Sep 17, 2004 | At the end of "The Brown Bunny," my wife turned to me and said, "Next time we hear somebody say they've just seen the worst movie ever made, let's make a beeline for it, because chances are, it's going to be pretty good."

"The worst movie ever made" was the general consensus after the film was shown at last year's Cannes Film Festival (in a version about 30 minutes longer than the one now in release), not just from Roger Ebert, who got into a public spat with the movie's writer/producer/director/star Vincent Gallo (since patched up), but from most critics, and from the audience that hooted and booed its way through the Cannes screening.

At the press conference following the screening, and in the interviews he gave, Gallo (who also acted as director of photography and editor) had inflamed the already fierce reception with the combative obnoxiousness that's come to define his public persona.

After Cannes, there had been predictions that the movie would never open.
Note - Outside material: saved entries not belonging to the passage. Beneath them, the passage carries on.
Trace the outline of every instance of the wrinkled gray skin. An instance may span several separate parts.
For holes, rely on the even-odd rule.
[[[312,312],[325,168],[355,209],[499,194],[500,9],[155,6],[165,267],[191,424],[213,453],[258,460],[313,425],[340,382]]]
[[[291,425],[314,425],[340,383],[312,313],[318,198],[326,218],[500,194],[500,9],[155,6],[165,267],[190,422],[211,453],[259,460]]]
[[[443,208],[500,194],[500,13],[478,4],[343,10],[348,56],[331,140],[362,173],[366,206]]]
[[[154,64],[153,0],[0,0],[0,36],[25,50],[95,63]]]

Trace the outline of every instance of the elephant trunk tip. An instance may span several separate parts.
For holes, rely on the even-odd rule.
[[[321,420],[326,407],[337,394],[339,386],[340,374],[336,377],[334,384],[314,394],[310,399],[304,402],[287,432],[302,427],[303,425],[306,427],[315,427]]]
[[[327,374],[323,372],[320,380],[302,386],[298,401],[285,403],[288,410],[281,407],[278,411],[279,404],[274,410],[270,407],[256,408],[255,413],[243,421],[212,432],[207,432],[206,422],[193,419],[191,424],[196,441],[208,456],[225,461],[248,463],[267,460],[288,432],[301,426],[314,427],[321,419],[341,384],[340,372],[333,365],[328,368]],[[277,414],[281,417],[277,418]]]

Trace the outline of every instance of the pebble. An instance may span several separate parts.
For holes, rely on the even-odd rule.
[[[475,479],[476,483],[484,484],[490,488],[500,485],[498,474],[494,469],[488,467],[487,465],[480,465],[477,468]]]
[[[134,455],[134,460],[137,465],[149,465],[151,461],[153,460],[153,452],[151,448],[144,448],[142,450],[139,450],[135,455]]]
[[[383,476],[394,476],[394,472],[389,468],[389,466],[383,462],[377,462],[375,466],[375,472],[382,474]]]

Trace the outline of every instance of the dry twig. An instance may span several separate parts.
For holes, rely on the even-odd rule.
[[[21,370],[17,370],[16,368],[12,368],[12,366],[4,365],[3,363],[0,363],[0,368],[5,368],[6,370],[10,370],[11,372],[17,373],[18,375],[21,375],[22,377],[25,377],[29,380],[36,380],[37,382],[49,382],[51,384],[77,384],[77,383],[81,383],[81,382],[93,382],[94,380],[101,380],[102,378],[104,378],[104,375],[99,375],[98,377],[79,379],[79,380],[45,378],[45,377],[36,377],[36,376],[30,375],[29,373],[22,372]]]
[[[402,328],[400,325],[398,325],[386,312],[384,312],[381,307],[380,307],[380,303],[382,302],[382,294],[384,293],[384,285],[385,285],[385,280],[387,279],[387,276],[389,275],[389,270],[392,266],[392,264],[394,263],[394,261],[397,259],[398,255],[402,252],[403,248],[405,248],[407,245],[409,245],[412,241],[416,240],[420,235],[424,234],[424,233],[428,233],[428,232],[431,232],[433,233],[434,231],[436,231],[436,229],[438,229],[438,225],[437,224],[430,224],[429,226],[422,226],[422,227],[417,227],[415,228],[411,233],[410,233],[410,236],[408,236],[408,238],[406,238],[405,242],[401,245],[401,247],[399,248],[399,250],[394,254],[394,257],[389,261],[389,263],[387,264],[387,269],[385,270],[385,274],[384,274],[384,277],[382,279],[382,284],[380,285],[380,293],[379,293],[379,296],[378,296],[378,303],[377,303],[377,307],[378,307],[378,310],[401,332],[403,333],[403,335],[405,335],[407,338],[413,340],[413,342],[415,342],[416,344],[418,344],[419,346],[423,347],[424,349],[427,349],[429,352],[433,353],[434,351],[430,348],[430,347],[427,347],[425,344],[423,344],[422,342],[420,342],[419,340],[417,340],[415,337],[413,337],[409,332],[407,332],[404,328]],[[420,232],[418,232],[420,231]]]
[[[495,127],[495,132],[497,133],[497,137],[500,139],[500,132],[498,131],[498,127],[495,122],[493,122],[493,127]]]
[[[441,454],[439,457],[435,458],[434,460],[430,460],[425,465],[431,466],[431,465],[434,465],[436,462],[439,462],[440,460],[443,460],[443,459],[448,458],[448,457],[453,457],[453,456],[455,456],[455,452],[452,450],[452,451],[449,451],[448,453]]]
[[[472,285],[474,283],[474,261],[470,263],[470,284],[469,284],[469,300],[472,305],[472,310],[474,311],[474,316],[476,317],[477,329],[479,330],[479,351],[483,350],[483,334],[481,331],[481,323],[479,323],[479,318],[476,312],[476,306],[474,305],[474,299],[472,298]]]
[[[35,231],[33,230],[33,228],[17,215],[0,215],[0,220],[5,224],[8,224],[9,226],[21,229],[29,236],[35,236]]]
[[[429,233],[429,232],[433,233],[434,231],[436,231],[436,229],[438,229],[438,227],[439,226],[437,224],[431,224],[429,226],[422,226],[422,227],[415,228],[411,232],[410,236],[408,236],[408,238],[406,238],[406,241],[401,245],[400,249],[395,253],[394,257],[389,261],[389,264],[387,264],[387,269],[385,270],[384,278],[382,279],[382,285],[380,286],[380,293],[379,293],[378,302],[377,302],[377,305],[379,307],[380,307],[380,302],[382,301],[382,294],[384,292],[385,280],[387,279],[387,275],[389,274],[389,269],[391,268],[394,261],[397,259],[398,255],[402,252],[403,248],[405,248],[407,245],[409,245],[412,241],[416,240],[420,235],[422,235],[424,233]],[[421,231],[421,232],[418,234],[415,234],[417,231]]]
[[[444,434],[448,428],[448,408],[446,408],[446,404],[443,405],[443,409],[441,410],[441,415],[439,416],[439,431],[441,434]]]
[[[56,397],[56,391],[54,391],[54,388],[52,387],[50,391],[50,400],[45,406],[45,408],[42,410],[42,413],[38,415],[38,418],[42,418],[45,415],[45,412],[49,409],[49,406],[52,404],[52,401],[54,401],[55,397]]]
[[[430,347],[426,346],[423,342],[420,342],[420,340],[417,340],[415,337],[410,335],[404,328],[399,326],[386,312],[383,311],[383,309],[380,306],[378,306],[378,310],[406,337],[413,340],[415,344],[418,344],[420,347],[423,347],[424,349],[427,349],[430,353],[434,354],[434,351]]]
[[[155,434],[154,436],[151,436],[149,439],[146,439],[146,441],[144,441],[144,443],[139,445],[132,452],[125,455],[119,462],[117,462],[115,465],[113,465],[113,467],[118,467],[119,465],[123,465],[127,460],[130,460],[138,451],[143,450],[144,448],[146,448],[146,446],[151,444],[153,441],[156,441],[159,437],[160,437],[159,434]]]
To get the movie into theaters, Gallo had to put on even more hats, acting as pretty much his own booker and publicist. When "The Brown Bunny" finally did open a few weeks back, the surprise is that many of the reviews were very appreciative.

"The Brown Bunny"

Written and directed by Vincent Gallo

Starring Vincent Gallo, Chloe Sevigny

I still dragged my feet going to see it, not just because of Gallo's public behavior, but because that same hostility was all over his first film as director, "Buffalo 66." That picture felt like an art-house put-on, with the audience as the butt of the joke. Shortly after Ben Gazzara, as Gallo's father, strangled a puppy, I walked out.
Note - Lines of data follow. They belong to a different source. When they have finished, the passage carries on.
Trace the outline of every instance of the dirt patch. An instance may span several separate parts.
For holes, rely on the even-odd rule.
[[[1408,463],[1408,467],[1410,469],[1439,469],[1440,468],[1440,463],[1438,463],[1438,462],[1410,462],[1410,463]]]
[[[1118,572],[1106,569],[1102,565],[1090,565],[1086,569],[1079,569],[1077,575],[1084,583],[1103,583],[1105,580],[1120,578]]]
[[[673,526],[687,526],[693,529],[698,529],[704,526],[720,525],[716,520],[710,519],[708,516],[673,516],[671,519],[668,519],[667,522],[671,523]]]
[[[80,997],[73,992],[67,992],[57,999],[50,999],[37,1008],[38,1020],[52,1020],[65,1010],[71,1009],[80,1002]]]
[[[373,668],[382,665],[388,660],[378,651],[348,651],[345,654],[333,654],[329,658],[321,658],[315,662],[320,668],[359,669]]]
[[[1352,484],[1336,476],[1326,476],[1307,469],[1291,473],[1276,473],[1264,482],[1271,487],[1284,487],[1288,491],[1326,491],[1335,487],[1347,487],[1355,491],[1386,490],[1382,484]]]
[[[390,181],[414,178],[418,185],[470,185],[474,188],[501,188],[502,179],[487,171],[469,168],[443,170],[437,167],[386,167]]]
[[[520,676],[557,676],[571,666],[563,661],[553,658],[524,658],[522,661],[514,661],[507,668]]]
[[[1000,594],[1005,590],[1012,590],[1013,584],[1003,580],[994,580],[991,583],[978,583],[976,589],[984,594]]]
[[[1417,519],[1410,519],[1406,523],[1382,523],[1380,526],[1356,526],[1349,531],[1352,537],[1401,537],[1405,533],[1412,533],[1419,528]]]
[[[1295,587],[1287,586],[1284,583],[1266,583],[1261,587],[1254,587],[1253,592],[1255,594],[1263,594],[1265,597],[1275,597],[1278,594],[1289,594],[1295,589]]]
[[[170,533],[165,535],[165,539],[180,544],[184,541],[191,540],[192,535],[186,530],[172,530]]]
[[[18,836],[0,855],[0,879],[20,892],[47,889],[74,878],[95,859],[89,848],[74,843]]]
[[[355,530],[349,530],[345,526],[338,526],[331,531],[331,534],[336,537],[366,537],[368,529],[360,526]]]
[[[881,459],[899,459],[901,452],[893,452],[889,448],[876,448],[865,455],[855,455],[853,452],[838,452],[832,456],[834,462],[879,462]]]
So none of the good reviews for "The Brown Bunny" surprised me as much as my own reaction. Gallo's second feature turns out to be a gentle, lyrical road movie -- the sort of picture American indie cinema was supposed to nurture and support.
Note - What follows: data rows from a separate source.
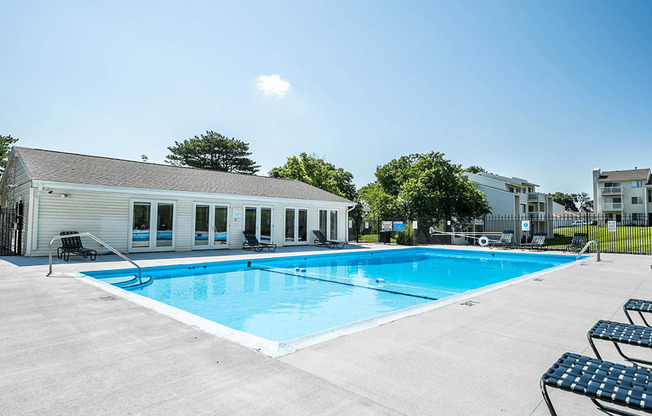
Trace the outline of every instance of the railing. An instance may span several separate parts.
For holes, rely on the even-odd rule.
[[[622,193],[622,186],[605,186],[602,188],[602,195],[621,195]]]
[[[527,195],[527,199],[528,201],[545,201],[546,195],[542,194],[541,192],[529,193]]]
[[[623,203],[622,202],[612,202],[611,204],[604,203],[602,204],[602,209],[604,211],[620,211],[623,209]]]
[[[597,261],[600,261],[600,243],[598,243],[598,242],[595,241],[595,240],[591,240],[591,241],[589,241],[588,243],[584,244],[584,247],[582,248],[582,250],[580,250],[580,253],[577,255],[577,257],[575,258],[575,260],[579,260],[580,257],[582,257],[582,254],[584,254],[584,252],[585,252],[586,250],[588,250],[588,248],[591,246],[592,243],[595,244],[595,247],[596,247],[596,251],[597,251]]]
[[[95,237],[91,233],[77,233],[77,234],[57,235],[57,236],[52,237],[52,240],[50,240],[50,249],[49,249],[50,251],[49,251],[49,255],[48,255],[49,259],[50,259],[50,269],[49,269],[49,272],[47,274],[48,276],[50,276],[52,274],[52,243],[54,243],[55,240],[61,240],[63,238],[70,238],[70,237],[81,237],[83,235],[92,238],[93,240],[95,240],[100,245],[102,245],[102,246],[106,247],[107,249],[109,249],[110,251],[112,251],[114,254],[117,254],[123,260],[128,261],[129,263],[133,264],[136,267],[136,269],[138,269],[138,283],[139,284],[143,283],[143,279],[142,279],[142,276],[141,276],[140,266],[139,265],[134,263],[129,257],[127,257],[124,254],[120,253],[118,250],[114,249],[113,247],[111,247],[110,245],[105,243],[104,241],[102,241],[99,238]]]

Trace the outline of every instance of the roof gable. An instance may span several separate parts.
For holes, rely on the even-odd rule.
[[[288,179],[14,147],[34,180],[123,188],[353,202]]]
[[[650,180],[650,169],[628,169],[628,170],[611,170],[600,172],[599,182],[613,181],[648,181]]]

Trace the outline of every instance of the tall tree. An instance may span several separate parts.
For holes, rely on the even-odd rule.
[[[554,202],[563,205],[566,211],[572,211],[572,212],[578,211],[577,207],[575,206],[575,201],[573,200],[572,194],[555,192],[554,194],[550,194],[550,196],[552,197],[552,200]]]
[[[8,136],[0,134],[0,175],[7,168],[7,158],[9,157],[9,153],[11,153],[11,146],[17,141],[18,139],[11,137],[11,134]]]
[[[168,147],[172,154],[165,161],[175,166],[191,166],[222,172],[254,174],[260,166],[249,159],[249,143],[231,139],[214,131],[195,136]]]
[[[464,169],[464,171],[470,173],[487,173],[487,170],[485,168],[477,165],[471,165],[468,168]]]
[[[376,184],[364,195],[376,195],[367,201],[373,212],[387,204],[424,225],[447,219],[466,224],[490,211],[484,194],[463,172],[442,153],[402,156],[376,169]]]
[[[285,165],[269,171],[269,176],[296,179],[350,201],[355,201],[357,198],[353,174],[325,162],[316,155],[300,153],[299,156],[290,156]]]

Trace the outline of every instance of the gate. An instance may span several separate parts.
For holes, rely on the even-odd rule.
[[[20,256],[23,247],[23,203],[0,208],[0,256]]]

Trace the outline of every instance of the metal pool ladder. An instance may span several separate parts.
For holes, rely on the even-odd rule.
[[[589,247],[591,246],[591,243],[595,244],[595,247],[596,247],[596,250],[597,250],[597,261],[600,261],[600,243],[598,241],[595,241],[595,240],[591,240],[591,241],[587,242],[586,244],[584,244],[584,247],[582,247],[582,250],[580,250],[580,254],[577,255],[575,260],[579,260],[579,258],[582,257],[582,254],[584,254],[584,252],[589,249]]]
[[[119,257],[121,257],[123,260],[128,261],[129,263],[133,264],[134,267],[136,267],[136,269],[138,270],[138,274],[137,274],[137,275],[134,275],[134,278],[133,278],[133,279],[131,279],[131,280],[127,280],[127,281],[125,281],[125,282],[117,282],[117,283],[113,283],[113,285],[116,285],[116,286],[119,286],[119,287],[125,287],[125,288],[126,288],[126,287],[135,287],[135,286],[144,285],[144,284],[147,284],[147,283],[149,283],[149,282],[152,281],[152,278],[151,278],[150,276],[146,276],[146,280],[143,281],[143,276],[142,276],[142,273],[141,273],[141,270],[140,270],[140,266],[139,266],[139,265],[137,265],[137,264],[136,264],[133,260],[131,260],[129,257],[127,257],[127,256],[125,256],[124,254],[120,253],[118,250],[114,249],[113,247],[111,247],[110,245],[108,245],[107,243],[105,243],[104,241],[102,241],[102,240],[100,240],[99,238],[95,237],[95,236],[94,236],[93,234],[91,234],[91,233],[77,233],[77,234],[67,234],[67,235],[56,235],[56,236],[52,237],[52,240],[50,240],[50,248],[49,248],[49,254],[48,254],[49,262],[50,262],[50,268],[49,268],[49,272],[48,272],[47,276],[50,276],[50,275],[52,274],[52,243],[54,243],[55,240],[61,240],[61,239],[63,239],[63,238],[70,238],[70,237],[81,237],[81,236],[83,236],[83,235],[92,238],[92,239],[95,240],[98,244],[102,245],[103,247],[106,247],[106,248],[109,249],[111,252],[113,252],[114,254],[116,254],[116,255],[118,255]],[[134,283],[134,284],[131,284],[131,285],[125,285],[126,283],[135,282],[136,280],[138,281],[138,283]],[[123,286],[123,285],[124,285],[124,286]]]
It's easy to see what annoys people about "The Brown Bunny." Gallo stubbornly sticks to his own sense of pacing. There is a story, as well as dramatic conflict, but Gallo refuses to push either. The movie is shot in a consciously muted naturalistic style that can easily be mistaken for meandering. For most of it, we're watching, with Gallo, through the smeared or rain-streaked windshield of his black van as he drives cross-country from New Hampshire to Los Angeles. Or looking at Gallo's sharp-nosed, unshaven profile, held in close-up to convey the masked turmoil in his character's solitude. Even when other characters enter the movie, the dialogue is sparse, the interaction subdued, tentative.

Gallo plays Bud Clay, a motorcycle racer who loses a meet in New Hampshire and sets out for his next competition in California. Variety is provided by the women Bud meets along the way: a teenage gas-station cashier (Anna Vareschi), a middle-aged woman at a truck stop (Cheryl Tiegs), a young street hooker (Elizabeth Blake) in Las Vegas -- all three of them drawn to him.